Driving gastric electrical activity with electrical stimulation

Gastric electrical stimulation (GES) therapy is generating a lot of interest, but it is still investigational. Its efficacy in driving gastric electrical activity and improving motility, and the ideal frequency for bringing this about are still controversial. In this study, a rule-based computer model of tissue electrical response to stimulation was developed to examine the interaction between tissue electrical refractoriness and the onset of tissue activation. The results were compared to response to GES in 8 dogs implanted with electrodes and strain gauges and stimulated at frequencies ranging from 3 to 30 cycles/min. Simulated electrical control activity at an intrinsic frequency of 5/min was entrained from 2.0 cycles/min to 7.92 cycles/min. The regularity of the ECA elicited by stimulation depended on the number of pulses injected. Electrical stimulation in canine stomach entrained the native electrical control activity from a baseline average of 5.14 +/- 0.32 cycles/min up to 9.2 cycles/min. Contractile response to stimulation at 20-30 cycles/min were significantly higher (p < 0.05). Computer simulation of GES may be a useful tool to complement and reduce some of the costs associated with empirical studies of gastric electrical stimulation in establishing its possible use in treating drug refractory gastroparesis.
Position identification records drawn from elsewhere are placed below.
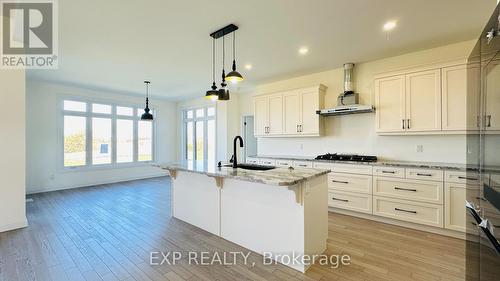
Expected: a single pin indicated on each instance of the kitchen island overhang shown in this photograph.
(276, 213)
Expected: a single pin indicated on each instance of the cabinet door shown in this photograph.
(454, 91)
(492, 87)
(423, 101)
(309, 103)
(291, 107)
(390, 104)
(275, 115)
(261, 112)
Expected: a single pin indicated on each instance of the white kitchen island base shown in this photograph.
(272, 220)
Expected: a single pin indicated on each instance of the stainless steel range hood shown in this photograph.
(347, 102)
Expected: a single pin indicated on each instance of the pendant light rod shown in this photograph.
(224, 31)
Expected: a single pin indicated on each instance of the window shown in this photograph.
(97, 134)
(199, 135)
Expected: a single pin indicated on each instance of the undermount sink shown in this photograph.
(253, 167)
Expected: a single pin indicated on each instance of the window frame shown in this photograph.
(88, 114)
(194, 119)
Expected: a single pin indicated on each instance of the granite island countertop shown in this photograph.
(278, 176)
(393, 163)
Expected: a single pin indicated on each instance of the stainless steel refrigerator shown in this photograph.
(483, 156)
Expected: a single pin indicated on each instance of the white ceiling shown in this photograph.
(115, 44)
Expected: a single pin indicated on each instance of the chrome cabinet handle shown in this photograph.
(345, 182)
(406, 211)
(405, 189)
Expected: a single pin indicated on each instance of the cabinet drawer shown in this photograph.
(415, 212)
(302, 164)
(386, 171)
(350, 183)
(345, 168)
(415, 190)
(252, 160)
(284, 163)
(424, 174)
(350, 201)
(461, 177)
(267, 162)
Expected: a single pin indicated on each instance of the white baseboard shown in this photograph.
(55, 188)
(13, 226)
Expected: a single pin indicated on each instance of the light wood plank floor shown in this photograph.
(107, 232)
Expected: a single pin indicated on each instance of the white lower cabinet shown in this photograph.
(350, 201)
(410, 211)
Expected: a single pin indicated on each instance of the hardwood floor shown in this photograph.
(107, 233)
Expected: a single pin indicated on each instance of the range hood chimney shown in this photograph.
(348, 101)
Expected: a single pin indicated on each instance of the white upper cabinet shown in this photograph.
(439, 100)
(460, 96)
(290, 113)
(291, 109)
(390, 104)
(423, 101)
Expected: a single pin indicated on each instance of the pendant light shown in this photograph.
(146, 115)
(234, 76)
(223, 92)
(213, 94)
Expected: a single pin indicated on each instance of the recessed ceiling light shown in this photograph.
(390, 25)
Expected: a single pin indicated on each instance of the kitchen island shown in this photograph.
(275, 212)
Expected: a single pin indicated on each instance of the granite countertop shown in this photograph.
(278, 176)
(409, 164)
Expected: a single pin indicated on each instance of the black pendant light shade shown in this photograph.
(213, 94)
(234, 76)
(146, 115)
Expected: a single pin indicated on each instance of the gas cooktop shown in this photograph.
(347, 157)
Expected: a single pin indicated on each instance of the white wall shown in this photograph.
(356, 133)
(43, 170)
(12, 150)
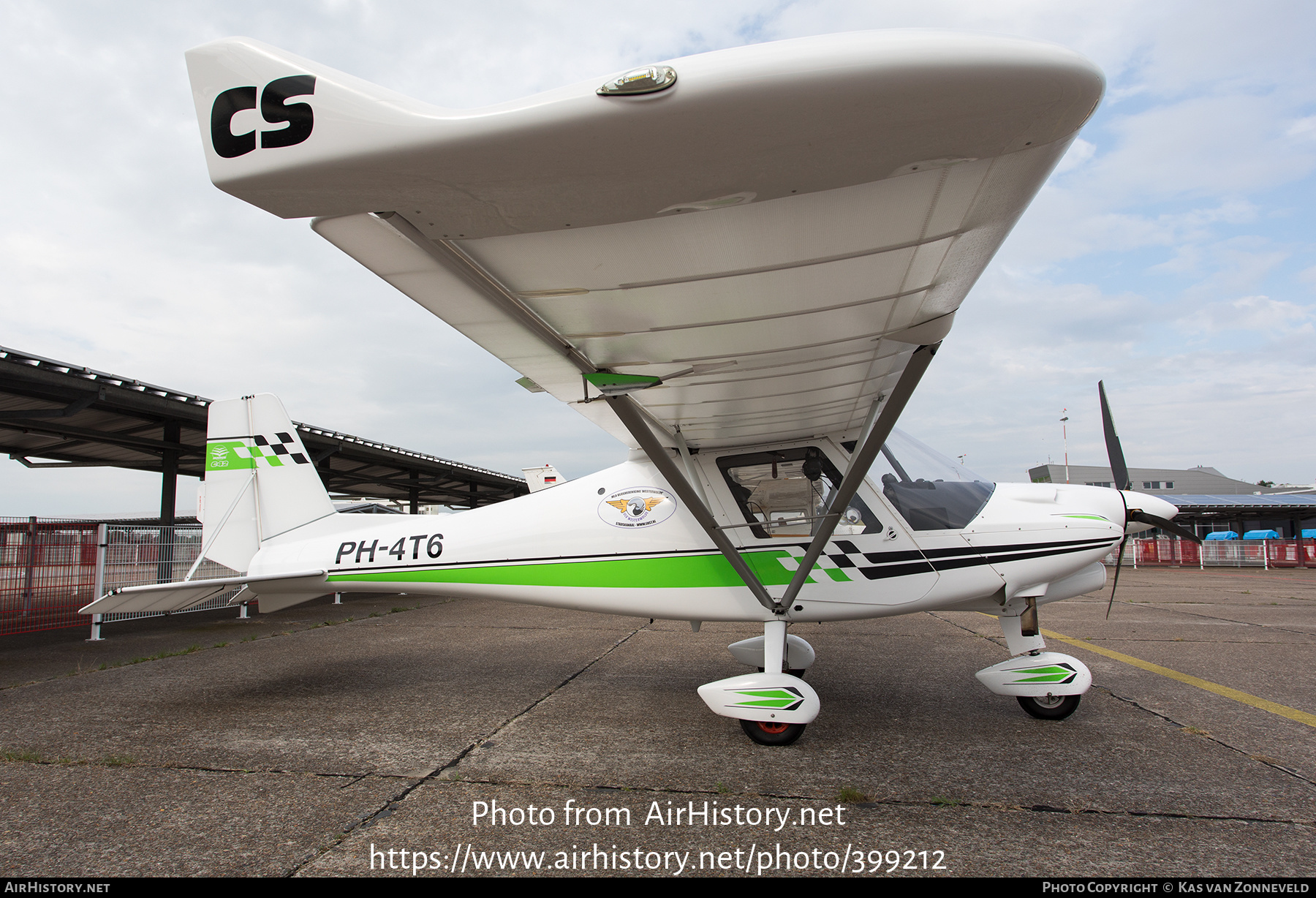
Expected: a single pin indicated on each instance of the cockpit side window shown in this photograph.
(784, 493)
(928, 490)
Theoretical and computational methods for the noninvasive detection of gastric electrical source coupling

The ability to study the pathology of the stomach noninvasively from magnetic field measurements is important due to the significant practical advantages offered by noninvasive methods over other techniques of investigation. The inverse biomagnetic problem can play a central role in this process due to the information that inverse solutions can yield concerning the characteristics of the gastric electrical activity (GEA). To analyze gastrointestinal (GI) magnetic fields noninvasively, we have developed a computer implementation of a least-squares minimization algorithm that obtains numerical solutions to the biomagnetic inverse problem for the stomach. In this paper, we show how electric current propagation and the mechanical coupling of gastric smooth muscle cells during electrical control activity can be studied using such solutions. To validate our model, two types of numerical simulations of the GEA were developed and successfully used to demonstrate the ability of our computer algorithm to detect and accurately analyze these two phenomena. We also describe our analysis of experimental, noninvasively acquired gastric biomagnetic data as well as the information of interest that our numerical method can yield in clinical studies. Most importantly, we present experimental evidence that the coupling of gastric electrical sources can be observed using noninvasive techniques of measurement, in our case with the use of a superconducting quantum interference device magnetometer. We discuss the relevance and implications of our achievement to the future of GI research.

Theoretical ellipsoidal model of gastric electrical control activity propagation

A theoretical model of electric current propagation in the human stomach is developed using an approach in which the shape of the organ is assumed to be a truncated ellipsoid whose dimensions can be determined from anatomic measurements. The gastric electrical activity is simulated using a ring of isopotential electric current dipoles that are generated by a pacemaker situated in the gastric corpus. The dipoles propagate in the direction of the pylorus at a frequency of three cycles per minute. The advantages of employing ellipsoids in the analytical formulation of this gastric model are discussed in addition to the realism and usefulness of the approach.